I’ve had a couple of reasons recently to wonder about ipsec: one was doing private overlay networks in confidential VMs and the other was trying to be more efficient than my IPv4 openVPN when I’m remote on an IPv6 capable network. Usually ipsec descriptions begin with tools like raccoon or strong/open/libreswan; however, I’m going to try to explain how you do ipsec at a very basic level within Linux networking stack without using an ipsec toolkit. I’m going to concentrate on my latter use case, so this post is going to be ipsec over IPv6 (although most of the concepts should be applicable to IPv4). To attempt to do this, I’ll be delving into the ip xfrm commands extensively and trying to explain how the transform filters and policy work with the rest of the Linux networking stack.

The basics of ipsec

ipsec has two “protocols”: Authentication Header (AH) which means the packet is fully authenticated (or integrity protected) by an HMAC but not encrypted; and Encapsulating Security Payload (ESP), where the packet is encrypted but not necessarily integrity protected (ipsec was invented before AEAD ciphers, so previously you used both protocols to ensure confidentiality and integrity but, in the modern world, you can use ESP with an AEAD cipher and dispense entirely with AH). Once you have the protocol set, you encapsulate either in transport or tunnel mode. Transport mode means that the protocol headers are simply added to an existing IP packet (so the source and destination address remain the same) in the case of AH and an added header plus an encryption transformed payload with ESP and tunnel mode means that the entire IP packet is encapsulated and a new outer source and destination address is added (this is sometimes referred to as an ipsec VPN).

Understanding ipsec flows

This diagram should help understand how ipsec transforms work. There are two aspects to this: policy which basically does accept/reject and tagging and state, which does the encode/decode

The square boxes are the firewall filters and the ellipses are the ip xfrm policy and state transforms. xfrm decode is unconditionally activated whenever an ipsec packet reaches the input flow (provided there’s a matching state rule), output encoding only occurs if a matching output policy says it should (otherwise the packet is passed unencoded) and the xfrm policy fwd has no matching encode/decode, so it’s not possible to ipsec transform forwarded packets.

ip xfrm policy

To decapsulate, there is no requirement for a policy: every ipsec packet coming into the INPUT flow will be checked for a state match and decapsulated if one is found. However, for the packet to progress further you may need a policy. For transport mode, the decapsulated packet will go back around the input loop, so a dir in policy likely isn’t required but for tunnel mode, the decapsulated packet will likely traverse the FORWARD table and a dir fwd policy plus a firewall rule is likely required to permit the packet. Forwarded packets also hit the dir out policy as well.

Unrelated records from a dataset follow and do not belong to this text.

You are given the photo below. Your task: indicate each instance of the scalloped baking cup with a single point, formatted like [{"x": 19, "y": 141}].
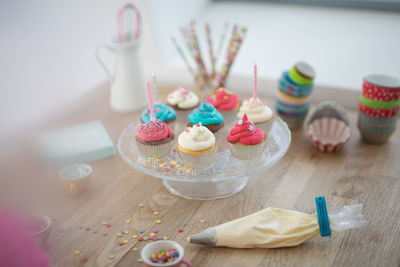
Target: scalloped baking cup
[
  {"x": 247, "y": 152},
  {"x": 156, "y": 151},
  {"x": 328, "y": 134},
  {"x": 201, "y": 161}
]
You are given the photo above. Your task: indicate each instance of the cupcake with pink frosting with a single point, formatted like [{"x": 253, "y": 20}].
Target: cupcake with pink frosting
[
  {"x": 246, "y": 141},
  {"x": 154, "y": 139}
]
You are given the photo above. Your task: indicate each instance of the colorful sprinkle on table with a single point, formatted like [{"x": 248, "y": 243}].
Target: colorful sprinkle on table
[{"x": 164, "y": 256}]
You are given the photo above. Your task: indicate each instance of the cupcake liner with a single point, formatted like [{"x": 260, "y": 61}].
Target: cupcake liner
[
  {"x": 202, "y": 161},
  {"x": 156, "y": 151},
  {"x": 244, "y": 152},
  {"x": 328, "y": 134},
  {"x": 375, "y": 112}
]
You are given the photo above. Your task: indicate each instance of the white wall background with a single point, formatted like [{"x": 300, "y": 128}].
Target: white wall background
[{"x": 47, "y": 47}]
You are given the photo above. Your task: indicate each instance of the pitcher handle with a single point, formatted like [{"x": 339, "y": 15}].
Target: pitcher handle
[{"x": 101, "y": 62}]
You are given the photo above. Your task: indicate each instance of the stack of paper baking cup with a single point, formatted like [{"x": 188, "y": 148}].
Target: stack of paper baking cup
[
  {"x": 293, "y": 97},
  {"x": 378, "y": 108}
]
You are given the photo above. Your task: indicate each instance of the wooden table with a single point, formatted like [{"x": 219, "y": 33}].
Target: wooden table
[{"x": 359, "y": 173}]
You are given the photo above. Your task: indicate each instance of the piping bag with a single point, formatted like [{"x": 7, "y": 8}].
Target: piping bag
[{"x": 275, "y": 228}]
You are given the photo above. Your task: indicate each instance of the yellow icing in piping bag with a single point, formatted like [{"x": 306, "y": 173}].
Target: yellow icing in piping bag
[{"x": 274, "y": 227}]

A policy is specified with two parts: a selector which contains a set of matches (the only mandatory part of which is the direction dir) and which may match on partial addresses an action (block or allow, with allow being default) and a template (tmpl) which can specify the encoding (for dir out) or additional rules based on encapsulation.

Encoding Templates

Encoding only applies to dir out policies. Transport mode simply requires a statement of which encapsulation to use (proto ah or esp) and doesn’t require IP addresses in the ID section. In tunnel mode, the template must also have the source and destination outer IP addresses (the current source and destination become the inner addresses).

Every packet matching an encoding policy must also have a corresponding ip xfrm state match to specify the encapsulation parameters. Note that if a state transform is missing, the kernel will signal this on a netlink socket (which you can monitor with ip xfrm monitor). This socket is mostly used by ipsec toolkits to add state transforms just in time.

Other Policy Templates

For the in and fwd directions, the template acts as an additional filter on what packets to allow and what to block. For instance, if only decapsulated packets should be forwarded, then there should be a policy like

ip xfrm policy add dst net/netmask dir fwd tmpl proto ah mode tunnel level required

Which says the only allowed packets are those which were encapsulated in tunnel mode. Note that for this policy to be reached at all, the FORWARD table must allow the packets to pass. For most network security people, having a blanket forward permit rule is an anathema, so they often achieve the same thing by applying a firewall mark in decapsulation (the output-mark option of ip xfrm state) and only allowing market packets to pass the FORWARD chain (which dispenses with the need for a xfrm dir fwd policy). The two levers for controlling filter policies are the action (allow or block) the default is allow which is why this statement usually doesn’t appear) and the template level (required or use). The default level is required, which means for the allow rule to match the packet must be decapsulate (level use means pass regardless of decapsulation status)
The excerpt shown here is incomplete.